The math works like this. A keyword search for "B2B SaaS" on Apple Podcasts returns roughly 300-500 active shows. Each show has at least one host, most have a website, and many have identifiable guests across their episode archive. Run that through the enrichment pipeline above and you're looking at 400-1,500 named contacts with company websites and emails. Per keyword.

Stack 5-10 keywords and you've got a pipeline of 2,000-15,000 contacts that are genuinely relevant to your market. That's not spray-and-pray volume. That's a targeted list where every contact has publicly demonstrated interest in your industry by either hosting or appearing on a podcast about it.

ApifyForge tracks over 300 web scraping actors and 93 MCP intelligence servers — I've seen a lot of lead gen approaches. The podcast angle is underused relative to its conversion potential. The data is fresh, it's public, and the outreach hooks are built into the content itself.

For teams doing account-based marketing (ABM), there's another angle worth mentioning. If you're targeting specific companies, search for podcasts where their executives have appeared as guests. Our B2B Lead Qualifier can score these leads against your ICP criteria automatically — company size, industry, geography, tech stack.

What about legal and compliance considerations?

Podcast metadata on Apple Podcasts and in RSS feeds is published publicly by show owners for the explicit purpose of being discovered.

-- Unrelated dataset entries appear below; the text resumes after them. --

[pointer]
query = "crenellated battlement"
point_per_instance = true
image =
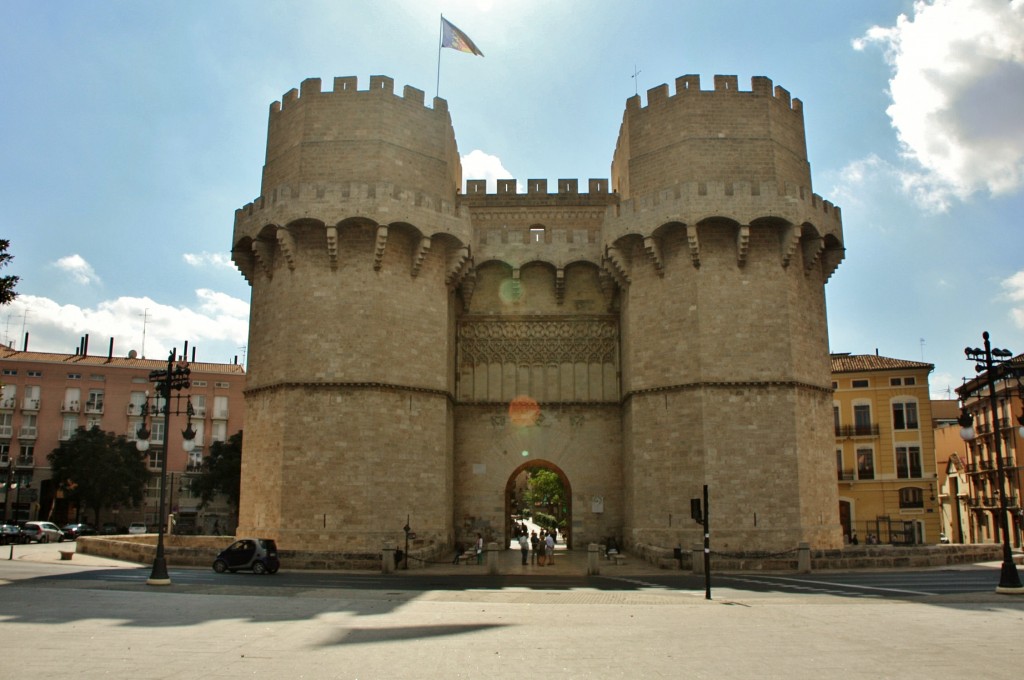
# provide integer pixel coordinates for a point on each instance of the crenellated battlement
(348, 86)
(689, 85)
(750, 200)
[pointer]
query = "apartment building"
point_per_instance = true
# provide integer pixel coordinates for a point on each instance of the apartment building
(979, 499)
(45, 397)
(885, 450)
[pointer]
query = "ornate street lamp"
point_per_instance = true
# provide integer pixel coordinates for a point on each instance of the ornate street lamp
(987, 362)
(165, 382)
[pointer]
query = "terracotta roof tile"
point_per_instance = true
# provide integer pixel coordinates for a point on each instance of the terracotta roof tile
(117, 362)
(856, 363)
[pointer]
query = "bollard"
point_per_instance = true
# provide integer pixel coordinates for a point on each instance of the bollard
(804, 558)
(492, 558)
(593, 559)
(697, 558)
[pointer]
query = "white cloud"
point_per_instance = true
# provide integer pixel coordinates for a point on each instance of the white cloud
(79, 269)
(217, 328)
(957, 90)
(205, 259)
(1014, 286)
(477, 165)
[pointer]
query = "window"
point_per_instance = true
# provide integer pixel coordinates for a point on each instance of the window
(95, 401)
(910, 497)
(73, 398)
(220, 408)
(136, 400)
(908, 463)
(905, 415)
(28, 426)
(68, 427)
(218, 431)
(865, 464)
(862, 418)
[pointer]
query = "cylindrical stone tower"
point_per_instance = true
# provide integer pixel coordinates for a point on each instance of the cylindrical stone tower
(722, 252)
(350, 250)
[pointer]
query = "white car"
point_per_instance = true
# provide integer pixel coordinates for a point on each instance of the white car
(41, 533)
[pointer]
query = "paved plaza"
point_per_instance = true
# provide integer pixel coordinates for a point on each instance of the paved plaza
(86, 618)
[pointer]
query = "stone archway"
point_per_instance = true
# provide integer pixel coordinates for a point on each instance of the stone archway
(511, 495)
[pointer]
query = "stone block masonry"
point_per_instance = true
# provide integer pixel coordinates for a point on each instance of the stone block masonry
(668, 327)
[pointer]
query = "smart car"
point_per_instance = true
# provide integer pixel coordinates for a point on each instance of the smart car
(260, 555)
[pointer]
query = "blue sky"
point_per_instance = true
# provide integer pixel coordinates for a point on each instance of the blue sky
(131, 131)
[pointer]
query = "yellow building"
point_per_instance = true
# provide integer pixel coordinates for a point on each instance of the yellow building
(885, 450)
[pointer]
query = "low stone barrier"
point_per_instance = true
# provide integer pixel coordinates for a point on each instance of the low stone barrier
(850, 557)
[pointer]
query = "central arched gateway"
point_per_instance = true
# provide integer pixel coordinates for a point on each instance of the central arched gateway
(513, 490)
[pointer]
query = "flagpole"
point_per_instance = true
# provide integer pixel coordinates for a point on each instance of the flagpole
(440, 39)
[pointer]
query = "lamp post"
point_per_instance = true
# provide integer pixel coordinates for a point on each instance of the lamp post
(165, 382)
(987, 360)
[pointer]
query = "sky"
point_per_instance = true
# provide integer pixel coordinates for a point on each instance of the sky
(131, 131)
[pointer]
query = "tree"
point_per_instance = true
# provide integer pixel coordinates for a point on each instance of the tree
(545, 489)
(99, 469)
(221, 472)
(7, 284)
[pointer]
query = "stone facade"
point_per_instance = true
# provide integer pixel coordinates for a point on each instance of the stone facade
(414, 347)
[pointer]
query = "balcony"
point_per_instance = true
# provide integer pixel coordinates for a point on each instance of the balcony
(863, 430)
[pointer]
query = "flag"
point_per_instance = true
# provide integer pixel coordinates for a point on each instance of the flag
(456, 39)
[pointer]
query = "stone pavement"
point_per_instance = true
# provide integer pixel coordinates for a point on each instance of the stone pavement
(93, 630)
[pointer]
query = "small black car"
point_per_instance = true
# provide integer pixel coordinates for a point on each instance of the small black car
(260, 555)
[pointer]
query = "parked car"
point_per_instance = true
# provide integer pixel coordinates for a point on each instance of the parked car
(260, 555)
(72, 532)
(39, 532)
(10, 534)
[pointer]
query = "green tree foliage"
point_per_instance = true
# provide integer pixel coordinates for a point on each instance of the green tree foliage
(6, 283)
(99, 469)
(221, 472)
(546, 495)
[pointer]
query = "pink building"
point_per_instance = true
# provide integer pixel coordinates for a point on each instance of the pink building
(45, 397)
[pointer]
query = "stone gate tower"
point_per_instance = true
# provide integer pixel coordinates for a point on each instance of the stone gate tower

Scraping this data for business use falls under publicly available information, which is generally permissible under US law following the hiQ Labs v. LinkedIn ruling where the Ninth Circuit held that scraping public data does not violate the Computer Fraud and Abuse Act.

That said, I'm not a lawyer, and you should think about a few things.

GDPR applies if you're collecting data on EU residents — even from public sources. Article 6(1)(f) allows processing based on legitimate interest, but you still need to be able to justify the processing and honor data subject access requests. The UK ICO published guidance on legitimate interest assessments that's worth reading if you're doing this at scale.

CAN-SPAM in the US is more straightforward: you can email anyone for commercial purposes as long as you include an opt-out mechanism, honor unsubscribe requests within 10 business days, and don't use deceptive headers or subject lines. The podcast data itself isn't the compliance concern — it's what you do with it afterward.

For compliance-heavy industries, ApifyForge offers compliance screening tools and MCP servers like the Counterparty Due Diligence MCP that can screen your lead lists against sanctions databases and adverse media before outreach.

Getting started

The fastest path from "I want podcast leads" to "I have a qualified list":

Pick 3-5 industry keywords that match your ICP
Run Podcast Directory Scraper with those keywords
Filter results for active shows (published in last 90 days)
Feed the website URLs into Website Contact Scraper for emails and team data
Run gaps through Email Pattern Finder or Waterfall Contact Enrichment
Personalize outreach with episode-specific references

You need an Apify account to run the actors. ApifyForge's cost calculator can estimate what a full pipeline run costs based on your keyword count and expected result volume. All actors use pay-per-event pricing, so you only pay when you get results — no monthly subscriptions or unused credits.

Podcast directories won't replace LinkedIn for raw volume. But for targeted, high-reply-rate outbound to people who are actively building their public presence? It's one of the better channels I've seen. And almost nobody's running it at scale yet.